Univariate Cox regression analysis and Kaplan-Meier (KM) method were used to assess the prognostic role of autophagy-associated lncRNA. Survival curves were plotted using the KM method, and log-rank P<0.05 was considered statistically significant.

Correlation analysis of risk scores with immune cells

The level of immune infiltration in BRCA was calculated using the single-sample gene set enrichment analysis (ssGSEA) algorithm, while the correlation between risk score and immune cells for prognostic features was analyzed in the TCGA-BRCA cohort, and finally, the prognosis of immune cell content and risk score was assessed.

Statistical analysis

We used KM plots to assess differential survival between groups, and log-rank P<0.05 was considered statistically significant. Univariate and multivariate (stepwise) Cox regressions were used to construct prognostic characteristics. Wilcoxon test and Spearman’s correlation were used for analysis of variance and correlation, respectively. A P value <0.05 was considered statistically significant.

Results

Results of ARLPs

We extracted 13,413 lncRNAs from the TCGA-BRCA cohort and downloaded 257 autophagy-associated genes HADb. After performing Pierce correlation analysis, we obtained 1,160 autophagy-associated lncRNAs for subsequent analysis.

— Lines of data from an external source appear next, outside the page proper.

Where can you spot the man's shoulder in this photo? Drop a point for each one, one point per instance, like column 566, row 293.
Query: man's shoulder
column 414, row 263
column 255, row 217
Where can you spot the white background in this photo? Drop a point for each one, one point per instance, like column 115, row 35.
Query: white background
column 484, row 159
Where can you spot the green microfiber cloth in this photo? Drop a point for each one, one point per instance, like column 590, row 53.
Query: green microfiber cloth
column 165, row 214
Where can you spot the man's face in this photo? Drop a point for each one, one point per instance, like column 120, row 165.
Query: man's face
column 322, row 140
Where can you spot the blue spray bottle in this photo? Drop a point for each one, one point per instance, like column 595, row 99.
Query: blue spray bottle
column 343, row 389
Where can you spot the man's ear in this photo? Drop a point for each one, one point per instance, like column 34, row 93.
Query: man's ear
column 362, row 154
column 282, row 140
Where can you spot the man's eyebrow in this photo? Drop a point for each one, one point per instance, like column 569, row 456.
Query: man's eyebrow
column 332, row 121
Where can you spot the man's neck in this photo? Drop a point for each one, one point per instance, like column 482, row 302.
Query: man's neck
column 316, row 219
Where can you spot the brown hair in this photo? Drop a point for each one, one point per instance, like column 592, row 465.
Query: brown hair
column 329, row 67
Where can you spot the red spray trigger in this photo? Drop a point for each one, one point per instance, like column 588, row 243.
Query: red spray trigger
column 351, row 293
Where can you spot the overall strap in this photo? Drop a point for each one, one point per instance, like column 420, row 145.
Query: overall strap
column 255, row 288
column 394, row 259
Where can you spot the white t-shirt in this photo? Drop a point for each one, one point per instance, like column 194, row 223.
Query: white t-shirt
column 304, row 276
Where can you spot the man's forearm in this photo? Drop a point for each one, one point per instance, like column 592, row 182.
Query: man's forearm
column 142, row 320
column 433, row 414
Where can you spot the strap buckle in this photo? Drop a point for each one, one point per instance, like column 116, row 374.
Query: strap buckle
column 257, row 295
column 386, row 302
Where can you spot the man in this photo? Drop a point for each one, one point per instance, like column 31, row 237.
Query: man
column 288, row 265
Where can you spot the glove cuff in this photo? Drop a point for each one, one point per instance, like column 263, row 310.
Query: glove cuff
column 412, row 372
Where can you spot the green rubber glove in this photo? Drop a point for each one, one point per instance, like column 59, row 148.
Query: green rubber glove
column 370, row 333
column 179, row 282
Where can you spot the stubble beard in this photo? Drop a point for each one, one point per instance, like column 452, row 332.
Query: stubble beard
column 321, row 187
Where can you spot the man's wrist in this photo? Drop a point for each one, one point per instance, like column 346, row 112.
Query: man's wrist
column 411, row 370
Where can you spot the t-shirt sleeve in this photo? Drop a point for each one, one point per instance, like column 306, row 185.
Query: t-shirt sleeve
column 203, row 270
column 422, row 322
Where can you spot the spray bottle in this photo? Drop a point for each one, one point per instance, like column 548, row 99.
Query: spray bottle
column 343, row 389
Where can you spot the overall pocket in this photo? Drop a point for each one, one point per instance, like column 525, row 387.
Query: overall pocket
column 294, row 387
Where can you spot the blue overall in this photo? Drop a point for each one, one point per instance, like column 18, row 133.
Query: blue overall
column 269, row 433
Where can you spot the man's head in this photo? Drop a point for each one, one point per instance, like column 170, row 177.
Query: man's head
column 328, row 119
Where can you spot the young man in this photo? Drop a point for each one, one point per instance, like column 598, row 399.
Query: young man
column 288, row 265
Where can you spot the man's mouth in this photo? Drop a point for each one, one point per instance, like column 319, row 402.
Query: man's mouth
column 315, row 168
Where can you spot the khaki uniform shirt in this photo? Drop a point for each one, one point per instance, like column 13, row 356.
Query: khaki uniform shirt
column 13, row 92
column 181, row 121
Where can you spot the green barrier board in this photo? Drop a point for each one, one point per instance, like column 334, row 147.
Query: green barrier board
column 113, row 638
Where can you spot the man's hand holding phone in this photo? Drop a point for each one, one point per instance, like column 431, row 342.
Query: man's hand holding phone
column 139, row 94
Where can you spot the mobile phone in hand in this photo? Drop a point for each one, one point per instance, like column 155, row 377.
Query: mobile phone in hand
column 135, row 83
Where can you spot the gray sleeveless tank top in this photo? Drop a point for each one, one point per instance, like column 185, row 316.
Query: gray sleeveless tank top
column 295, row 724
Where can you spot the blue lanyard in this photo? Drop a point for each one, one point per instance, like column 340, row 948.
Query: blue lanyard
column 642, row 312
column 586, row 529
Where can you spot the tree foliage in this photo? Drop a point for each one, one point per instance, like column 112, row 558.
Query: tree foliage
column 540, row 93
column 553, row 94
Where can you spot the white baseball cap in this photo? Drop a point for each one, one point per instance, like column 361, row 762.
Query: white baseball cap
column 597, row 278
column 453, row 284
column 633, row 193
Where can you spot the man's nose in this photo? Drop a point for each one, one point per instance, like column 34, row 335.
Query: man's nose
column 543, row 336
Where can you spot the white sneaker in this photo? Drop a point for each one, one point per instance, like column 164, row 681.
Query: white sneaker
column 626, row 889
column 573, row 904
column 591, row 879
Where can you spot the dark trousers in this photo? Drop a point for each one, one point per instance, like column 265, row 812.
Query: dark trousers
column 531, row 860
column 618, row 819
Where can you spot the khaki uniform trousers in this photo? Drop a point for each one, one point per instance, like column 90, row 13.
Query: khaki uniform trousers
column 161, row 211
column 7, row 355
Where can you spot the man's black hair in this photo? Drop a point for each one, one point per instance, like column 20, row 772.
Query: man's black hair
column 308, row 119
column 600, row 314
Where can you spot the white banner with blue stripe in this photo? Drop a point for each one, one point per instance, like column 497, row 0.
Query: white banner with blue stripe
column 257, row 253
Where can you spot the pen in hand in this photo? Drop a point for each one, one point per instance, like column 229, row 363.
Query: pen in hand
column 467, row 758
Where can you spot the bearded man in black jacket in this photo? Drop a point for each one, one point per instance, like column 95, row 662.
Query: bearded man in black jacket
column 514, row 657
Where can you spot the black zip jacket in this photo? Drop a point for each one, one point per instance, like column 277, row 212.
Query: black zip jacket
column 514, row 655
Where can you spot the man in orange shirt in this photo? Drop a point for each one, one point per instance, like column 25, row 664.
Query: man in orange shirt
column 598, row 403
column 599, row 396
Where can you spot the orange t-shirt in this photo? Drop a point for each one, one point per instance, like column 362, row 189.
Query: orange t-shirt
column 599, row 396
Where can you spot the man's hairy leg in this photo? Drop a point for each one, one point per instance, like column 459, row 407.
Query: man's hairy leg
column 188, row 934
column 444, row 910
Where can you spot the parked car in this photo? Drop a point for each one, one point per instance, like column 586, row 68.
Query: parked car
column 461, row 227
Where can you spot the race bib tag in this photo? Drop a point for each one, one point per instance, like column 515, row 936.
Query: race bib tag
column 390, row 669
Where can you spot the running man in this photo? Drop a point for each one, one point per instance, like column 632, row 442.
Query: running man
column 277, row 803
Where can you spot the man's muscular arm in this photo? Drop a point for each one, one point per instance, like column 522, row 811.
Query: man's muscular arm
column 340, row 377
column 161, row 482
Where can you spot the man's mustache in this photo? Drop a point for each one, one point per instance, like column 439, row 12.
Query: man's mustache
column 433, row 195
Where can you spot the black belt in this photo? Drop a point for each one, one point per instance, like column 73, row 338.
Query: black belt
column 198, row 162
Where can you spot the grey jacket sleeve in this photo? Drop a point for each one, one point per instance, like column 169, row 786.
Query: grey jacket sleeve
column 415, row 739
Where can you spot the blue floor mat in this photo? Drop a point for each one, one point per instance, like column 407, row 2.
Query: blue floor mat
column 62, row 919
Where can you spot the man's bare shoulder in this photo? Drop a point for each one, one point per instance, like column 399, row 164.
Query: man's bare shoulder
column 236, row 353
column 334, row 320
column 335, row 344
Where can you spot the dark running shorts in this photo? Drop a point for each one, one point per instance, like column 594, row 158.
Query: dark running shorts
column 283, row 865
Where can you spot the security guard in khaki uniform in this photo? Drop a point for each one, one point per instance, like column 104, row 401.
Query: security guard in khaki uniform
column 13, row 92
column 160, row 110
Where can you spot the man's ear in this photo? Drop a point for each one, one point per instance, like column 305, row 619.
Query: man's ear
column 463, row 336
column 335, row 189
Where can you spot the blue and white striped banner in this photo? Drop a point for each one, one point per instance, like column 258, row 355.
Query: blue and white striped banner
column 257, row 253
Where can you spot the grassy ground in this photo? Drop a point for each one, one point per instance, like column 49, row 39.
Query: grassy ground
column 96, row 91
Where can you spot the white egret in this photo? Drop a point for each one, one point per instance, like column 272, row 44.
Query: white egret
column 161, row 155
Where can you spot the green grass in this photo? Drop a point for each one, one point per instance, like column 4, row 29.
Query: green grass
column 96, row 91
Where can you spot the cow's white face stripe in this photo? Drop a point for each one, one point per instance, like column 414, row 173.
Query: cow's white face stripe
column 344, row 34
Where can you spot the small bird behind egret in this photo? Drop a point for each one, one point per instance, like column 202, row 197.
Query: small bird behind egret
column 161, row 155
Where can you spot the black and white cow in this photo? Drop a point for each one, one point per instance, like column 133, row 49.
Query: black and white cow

Results of prognostic characterization of ARLPs

Univariate Cox regression results showed that 42 ARLPs were significantly correlated with OS of BRCA patients. Further multifactorial analysis showed that a total of 11 lncRNAs, including SEMA3B-AS1, ST7-AS1, AL136295.7, AC090912.1, LINC01871, AL136531.1, AC024361.1, OTUD6B-AS1, LINC01786, AL122010.1, and MAPT-AS1, were prognostic independent influencers of BRCA (Figure 1A). Patients were divided into a high-risk group (545 patients) and a low-risk group (545 patients) according to median risk score, and survival analysis showed that patients with low-risk score had a worse prognosis than the high-risk group (P<0.001) (Figure 1B). Subsequently, we constructed a co-expression network of autophagy-related genes by Cytoscape (https://cytoscape.org/) on 11 lncRNAs of the model, which further confirmed that these 11 lncRNAs had significant co-expression relationships (Figure 2). To further understand the relationship between autophagy genes, lncRNAs and risk factors, we performed a clustering analysis. The results showed that LINC01786 and AL136295.7 were the major risk factors, while LINC01871 and AL136531.1 were the major protective factors (Figure 3).

Figure 1.

Figure 1

Risk models of 11 autophagy related lncRNAs. (A) Forest map of 11 autophagy-related lncRNAs obtained by multivariate Cox analysis; (B) Kaplan-Meier survival analysis of high- and low-risk groups based on risk model and median risk score. lncRNA, long stranded non-coding RNAs.

Figure 2.

Figure 2

Eleven autophagy-related lncRNAs co-expression networks constructed by Cytoscape. lncRNA, long stranded non-coding RNAs.

Figure 3.

Figure 3

Mulberry diagram of 11 autophagy-related lncRNAs co-expression. lncRNA, long stranded non-coding RNAs.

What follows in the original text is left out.